The shoulder joint and its movements | Acland's Video Atlas of Human Anatomy Skip to main content
1.1.4 The shoulder joint and its movements


Now let's look at the shoulder joint. To understand the shoulder joint, let's get acquainted with the upper half of the humerus.

This is the head of the humerus. The articular surface is half of a sphere. On the anterior aspect is a well marked groove known as the bicipital groove, because the tendon of the long head of the biceps runs in it. At the proximal end of the groove are the lesser tubercle, and the greater tubercle. Because it's between two tubercles, the bicipital groove is also known as the inter-tubercular groove.
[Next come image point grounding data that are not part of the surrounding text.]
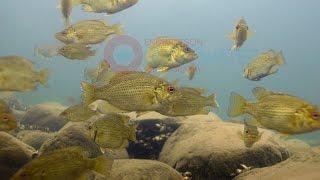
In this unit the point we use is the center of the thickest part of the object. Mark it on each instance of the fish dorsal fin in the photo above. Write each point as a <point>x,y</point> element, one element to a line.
<point>260,92</point>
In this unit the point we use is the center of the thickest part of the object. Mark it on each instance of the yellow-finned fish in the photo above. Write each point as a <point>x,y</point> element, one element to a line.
<point>191,71</point>
<point>66,8</point>
<point>19,74</point>
<point>7,120</point>
<point>240,34</point>
<point>96,74</point>
<point>263,65</point>
<point>137,92</point>
<point>107,6</point>
<point>88,32</point>
<point>250,135</point>
<point>284,113</point>
<point>68,163</point>
<point>167,53</point>
<point>113,131</point>
<point>191,102</point>
<point>76,51</point>
<point>78,113</point>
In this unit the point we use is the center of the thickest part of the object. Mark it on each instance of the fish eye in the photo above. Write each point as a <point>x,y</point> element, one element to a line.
<point>187,49</point>
<point>315,115</point>
<point>171,89</point>
<point>5,118</point>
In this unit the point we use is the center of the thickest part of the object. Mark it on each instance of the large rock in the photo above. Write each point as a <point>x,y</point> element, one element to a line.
<point>34,138</point>
<point>152,131</point>
<point>44,117</point>
<point>117,153</point>
<point>132,169</point>
<point>73,134</point>
<point>302,165</point>
<point>212,149</point>
<point>13,155</point>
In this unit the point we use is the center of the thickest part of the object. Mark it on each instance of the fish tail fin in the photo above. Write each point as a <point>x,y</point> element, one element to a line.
<point>132,134</point>
<point>117,28</point>
<point>103,165</point>
<point>234,48</point>
<point>43,77</point>
<point>212,101</point>
<point>237,105</point>
<point>88,93</point>
<point>36,51</point>
<point>280,58</point>
<point>67,21</point>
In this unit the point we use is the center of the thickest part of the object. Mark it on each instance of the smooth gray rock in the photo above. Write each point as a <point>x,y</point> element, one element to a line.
<point>44,116</point>
<point>133,169</point>
<point>214,150</point>
<point>13,155</point>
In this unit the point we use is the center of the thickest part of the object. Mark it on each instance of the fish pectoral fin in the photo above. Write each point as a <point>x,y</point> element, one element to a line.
<point>260,135</point>
<point>87,8</point>
<point>260,92</point>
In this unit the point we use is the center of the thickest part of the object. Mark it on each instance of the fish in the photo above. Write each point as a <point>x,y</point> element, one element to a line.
<point>68,163</point>
<point>47,50</point>
<point>78,113</point>
<point>191,102</point>
<point>132,91</point>
<point>264,65</point>
<point>240,34</point>
<point>166,53</point>
<point>250,135</point>
<point>8,121</point>
<point>76,51</point>
<point>113,131</point>
<point>88,32</point>
<point>96,74</point>
<point>19,74</point>
<point>277,111</point>
<point>107,6</point>
<point>191,71</point>
<point>66,9</point>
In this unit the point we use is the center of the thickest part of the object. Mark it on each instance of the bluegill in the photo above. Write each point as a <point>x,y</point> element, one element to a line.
<point>166,53</point>
<point>281,112</point>
<point>136,92</point>
<point>250,135</point>
<point>191,102</point>
<point>263,65</point>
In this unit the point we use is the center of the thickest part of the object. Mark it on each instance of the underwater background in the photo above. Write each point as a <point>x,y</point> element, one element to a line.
<point>289,25</point>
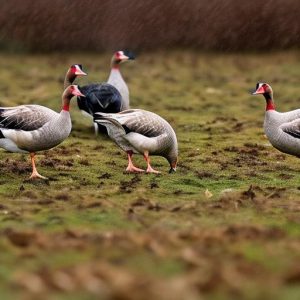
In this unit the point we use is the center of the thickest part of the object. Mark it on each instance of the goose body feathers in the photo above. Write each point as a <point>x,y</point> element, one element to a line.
<point>140,131</point>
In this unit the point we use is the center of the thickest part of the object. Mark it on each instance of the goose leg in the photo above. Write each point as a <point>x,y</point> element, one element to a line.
<point>149,168</point>
<point>96,129</point>
<point>35,174</point>
<point>131,168</point>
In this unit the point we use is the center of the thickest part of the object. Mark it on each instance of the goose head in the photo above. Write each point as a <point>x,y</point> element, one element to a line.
<point>263,89</point>
<point>74,71</point>
<point>71,91</point>
<point>121,56</point>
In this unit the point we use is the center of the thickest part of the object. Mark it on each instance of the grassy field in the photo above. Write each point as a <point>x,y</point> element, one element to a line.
<point>226,225</point>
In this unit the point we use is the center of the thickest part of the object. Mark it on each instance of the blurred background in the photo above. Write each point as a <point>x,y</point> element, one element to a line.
<point>100,25</point>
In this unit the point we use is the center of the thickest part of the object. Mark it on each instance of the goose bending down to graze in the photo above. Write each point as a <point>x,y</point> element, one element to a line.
<point>109,97</point>
<point>33,128</point>
<point>140,131</point>
<point>281,129</point>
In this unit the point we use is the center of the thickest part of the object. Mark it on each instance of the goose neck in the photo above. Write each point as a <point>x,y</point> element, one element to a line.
<point>270,105</point>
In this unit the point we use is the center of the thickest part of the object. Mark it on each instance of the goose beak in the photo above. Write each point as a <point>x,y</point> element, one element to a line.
<point>172,170</point>
<point>124,57</point>
<point>259,91</point>
<point>76,92</point>
<point>79,72</point>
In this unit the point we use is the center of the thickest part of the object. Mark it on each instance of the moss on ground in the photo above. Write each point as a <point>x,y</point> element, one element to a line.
<point>225,226</point>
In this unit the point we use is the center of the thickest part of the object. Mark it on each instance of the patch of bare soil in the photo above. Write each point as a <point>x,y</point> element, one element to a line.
<point>15,166</point>
<point>206,255</point>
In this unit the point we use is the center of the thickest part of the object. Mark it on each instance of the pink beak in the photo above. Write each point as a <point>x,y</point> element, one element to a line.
<point>79,72</point>
<point>260,90</point>
<point>76,91</point>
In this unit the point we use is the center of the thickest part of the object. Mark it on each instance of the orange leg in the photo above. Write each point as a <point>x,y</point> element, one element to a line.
<point>35,174</point>
<point>131,168</point>
<point>149,168</point>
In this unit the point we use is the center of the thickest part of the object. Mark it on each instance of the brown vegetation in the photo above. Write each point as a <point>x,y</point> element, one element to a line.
<point>106,24</point>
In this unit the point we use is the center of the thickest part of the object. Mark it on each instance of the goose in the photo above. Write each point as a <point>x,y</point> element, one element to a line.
<point>281,129</point>
<point>143,132</point>
<point>33,128</point>
<point>109,97</point>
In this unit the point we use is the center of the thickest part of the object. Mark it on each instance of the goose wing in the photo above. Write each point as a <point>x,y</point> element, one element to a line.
<point>292,128</point>
<point>100,98</point>
<point>25,117</point>
<point>137,120</point>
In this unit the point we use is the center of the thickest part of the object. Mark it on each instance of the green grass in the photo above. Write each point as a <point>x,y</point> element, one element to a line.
<point>224,226</point>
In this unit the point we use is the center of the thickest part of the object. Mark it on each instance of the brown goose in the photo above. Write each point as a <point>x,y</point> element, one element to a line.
<point>281,129</point>
<point>140,131</point>
<point>32,128</point>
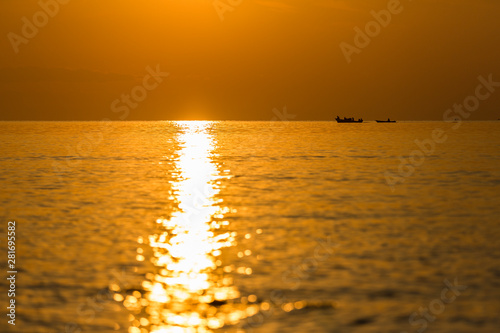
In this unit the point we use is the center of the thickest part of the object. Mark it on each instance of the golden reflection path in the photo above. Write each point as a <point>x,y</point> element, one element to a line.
<point>192,287</point>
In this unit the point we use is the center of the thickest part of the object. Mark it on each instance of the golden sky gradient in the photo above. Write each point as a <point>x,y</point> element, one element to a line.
<point>263,54</point>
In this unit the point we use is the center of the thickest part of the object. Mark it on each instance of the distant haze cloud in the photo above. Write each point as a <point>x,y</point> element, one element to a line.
<point>40,74</point>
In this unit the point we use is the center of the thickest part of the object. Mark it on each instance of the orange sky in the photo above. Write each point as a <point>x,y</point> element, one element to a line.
<point>264,54</point>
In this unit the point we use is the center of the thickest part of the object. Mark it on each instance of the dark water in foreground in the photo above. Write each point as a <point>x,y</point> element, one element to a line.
<point>252,226</point>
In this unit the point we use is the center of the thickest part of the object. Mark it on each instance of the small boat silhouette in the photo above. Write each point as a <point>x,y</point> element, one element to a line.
<point>348,120</point>
<point>386,121</point>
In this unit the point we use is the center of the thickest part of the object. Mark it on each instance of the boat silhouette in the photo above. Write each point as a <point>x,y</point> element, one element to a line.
<point>386,121</point>
<point>348,120</point>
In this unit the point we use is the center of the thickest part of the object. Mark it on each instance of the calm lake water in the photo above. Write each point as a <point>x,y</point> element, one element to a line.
<point>252,226</point>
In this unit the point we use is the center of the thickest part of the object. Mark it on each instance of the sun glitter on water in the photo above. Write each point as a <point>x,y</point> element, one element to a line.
<point>192,289</point>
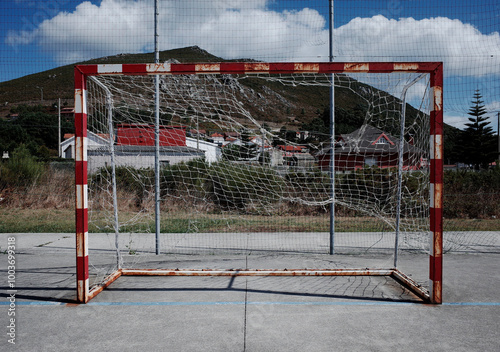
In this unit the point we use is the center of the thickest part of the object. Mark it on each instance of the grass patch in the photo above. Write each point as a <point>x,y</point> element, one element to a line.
<point>16,220</point>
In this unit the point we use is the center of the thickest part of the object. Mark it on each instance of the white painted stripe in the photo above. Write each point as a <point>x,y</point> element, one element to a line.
<point>109,68</point>
<point>308,67</point>
<point>437,147</point>
<point>81,197</point>
<point>79,102</point>
<point>83,287</point>
<point>158,68</point>
<point>437,103</point>
<point>81,148</point>
<point>82,250</point>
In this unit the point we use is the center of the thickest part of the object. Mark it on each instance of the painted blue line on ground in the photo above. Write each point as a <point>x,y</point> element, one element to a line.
<point>37,303</point>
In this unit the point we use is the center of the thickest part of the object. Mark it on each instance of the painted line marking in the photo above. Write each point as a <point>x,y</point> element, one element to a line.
<point>37,303</point>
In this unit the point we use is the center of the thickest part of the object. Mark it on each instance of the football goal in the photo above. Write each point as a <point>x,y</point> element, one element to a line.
<point>236,169</point>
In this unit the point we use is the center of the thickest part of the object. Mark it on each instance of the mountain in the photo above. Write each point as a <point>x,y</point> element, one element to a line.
<point>58,82</point>
<point>297,107</point>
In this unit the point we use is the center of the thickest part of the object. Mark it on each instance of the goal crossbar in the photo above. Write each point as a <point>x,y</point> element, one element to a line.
<point>435,71</point>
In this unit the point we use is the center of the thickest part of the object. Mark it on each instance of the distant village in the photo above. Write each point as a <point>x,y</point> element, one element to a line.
<point>134,146</point>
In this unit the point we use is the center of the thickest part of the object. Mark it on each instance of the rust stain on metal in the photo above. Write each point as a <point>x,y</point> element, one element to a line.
<point>108,281</point>
<point>402,66</point>
<point>207,68</point>
<point>259,272</point>
<point>256,67</point>
<point>158,68</point>
<point>306,67</point>
<point>411,285</point>
<point>356,67</point>
<point>438,98</point>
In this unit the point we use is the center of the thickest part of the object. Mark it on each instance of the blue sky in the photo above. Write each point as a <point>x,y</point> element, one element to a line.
<point>464,34</point>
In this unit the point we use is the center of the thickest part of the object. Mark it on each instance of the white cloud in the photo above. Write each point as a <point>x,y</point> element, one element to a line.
<point>464,49</point>
<point>250,29</point>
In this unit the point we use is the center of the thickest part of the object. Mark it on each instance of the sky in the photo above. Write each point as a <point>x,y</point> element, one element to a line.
<point>464,34</point>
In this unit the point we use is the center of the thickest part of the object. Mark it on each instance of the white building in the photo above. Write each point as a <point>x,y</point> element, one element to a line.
<point>212,150</point>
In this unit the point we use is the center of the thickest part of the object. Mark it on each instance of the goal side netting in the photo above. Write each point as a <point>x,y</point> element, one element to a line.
<point>232,169</point>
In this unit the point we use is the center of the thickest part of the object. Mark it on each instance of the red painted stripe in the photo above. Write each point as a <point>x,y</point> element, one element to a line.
<point>436,219</point>
<point>239,67</point>
<point>436,172</point>
<point>82,217</point>
<point>82,268</point>
<point>86,69</point>
<point>437,125</point>
<point>436,268</point>
<point>80,125</point>
<point>437,75</point>
<point>285,67</point>
<point>138,69</point>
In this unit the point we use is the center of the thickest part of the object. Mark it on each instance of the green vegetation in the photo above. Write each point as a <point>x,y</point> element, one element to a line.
<point>21,170</point>
<point>479,143</point>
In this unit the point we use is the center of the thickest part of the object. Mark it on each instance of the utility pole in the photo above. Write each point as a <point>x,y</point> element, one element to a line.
<point>59,127</point>
<point>157,136</point>
<point>332,137</point>
<point>498,135</point>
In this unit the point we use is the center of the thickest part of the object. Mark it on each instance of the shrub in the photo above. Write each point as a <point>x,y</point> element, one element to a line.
<point>22,169</point>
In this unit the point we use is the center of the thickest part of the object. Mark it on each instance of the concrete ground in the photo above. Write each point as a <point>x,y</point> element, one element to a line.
<point>243,313</point>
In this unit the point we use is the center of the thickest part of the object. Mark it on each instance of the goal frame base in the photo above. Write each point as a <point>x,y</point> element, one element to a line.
<point>393,273</point>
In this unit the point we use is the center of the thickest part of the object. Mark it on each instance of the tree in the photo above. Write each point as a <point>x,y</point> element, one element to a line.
<point>478,139</point>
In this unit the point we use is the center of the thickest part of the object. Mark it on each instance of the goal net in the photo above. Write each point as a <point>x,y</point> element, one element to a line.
<point>236,169</point>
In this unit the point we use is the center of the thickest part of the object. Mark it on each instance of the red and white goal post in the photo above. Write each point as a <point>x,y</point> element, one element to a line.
<point>211,197</point>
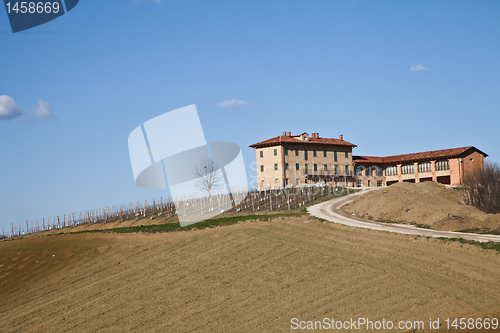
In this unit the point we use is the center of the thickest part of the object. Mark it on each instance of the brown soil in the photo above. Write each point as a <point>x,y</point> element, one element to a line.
<point>247,277</point>
<point>426,203</point>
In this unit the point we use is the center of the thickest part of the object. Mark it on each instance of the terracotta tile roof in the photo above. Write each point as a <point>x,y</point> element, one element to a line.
<point>428,155</point>
<point>293,139</point>
<point>368,159</point>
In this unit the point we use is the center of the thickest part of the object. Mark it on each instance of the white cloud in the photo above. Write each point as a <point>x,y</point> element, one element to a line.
<point>43,110</point>
<point>9,108</point>
<point>232,104</point>
<point>139,1</point>
<point>419,68</point>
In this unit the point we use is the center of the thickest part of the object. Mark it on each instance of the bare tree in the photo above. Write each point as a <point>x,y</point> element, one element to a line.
<point>482,188</point>
<point>207,177</point>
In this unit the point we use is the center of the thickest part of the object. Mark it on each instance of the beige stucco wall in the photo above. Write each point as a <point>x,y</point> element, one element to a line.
<point>268,177</point>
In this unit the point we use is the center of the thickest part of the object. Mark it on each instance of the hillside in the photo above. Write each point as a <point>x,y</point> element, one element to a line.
<point>426,203</point>
<point>250,276</point>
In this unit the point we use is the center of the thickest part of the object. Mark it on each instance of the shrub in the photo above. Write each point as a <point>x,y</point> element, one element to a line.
<point>482,188</point>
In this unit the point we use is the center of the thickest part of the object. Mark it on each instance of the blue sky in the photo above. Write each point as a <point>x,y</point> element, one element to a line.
<point>84,81</point>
Down here on the lateral aspect of the humerus, almost halfway down the bone, is a rough spot, the deltoid tubersosity.

Here's the shoulder joint, also known as the gleno-humeral joint. This loose sleeve of tissue which encloses the joint is the joint capsule. The capsule doesn't hold the bones together, it's quite a weak structure. What it does is to permit movement. The structures which hold the two bones together are muscles, as we'll see. Here's the tendon of one of those muscles.

Let's look at the movements that can occur at the shoulder joint. Movement forward and upward is called flexion. Movement downward and backward is called extension. Movement away from the side of the body is ab-duction. The opposite movement is ad-duction. Rotation which moves the front of the arm towards the body is internal rotation. Rotation the other way is external rotation.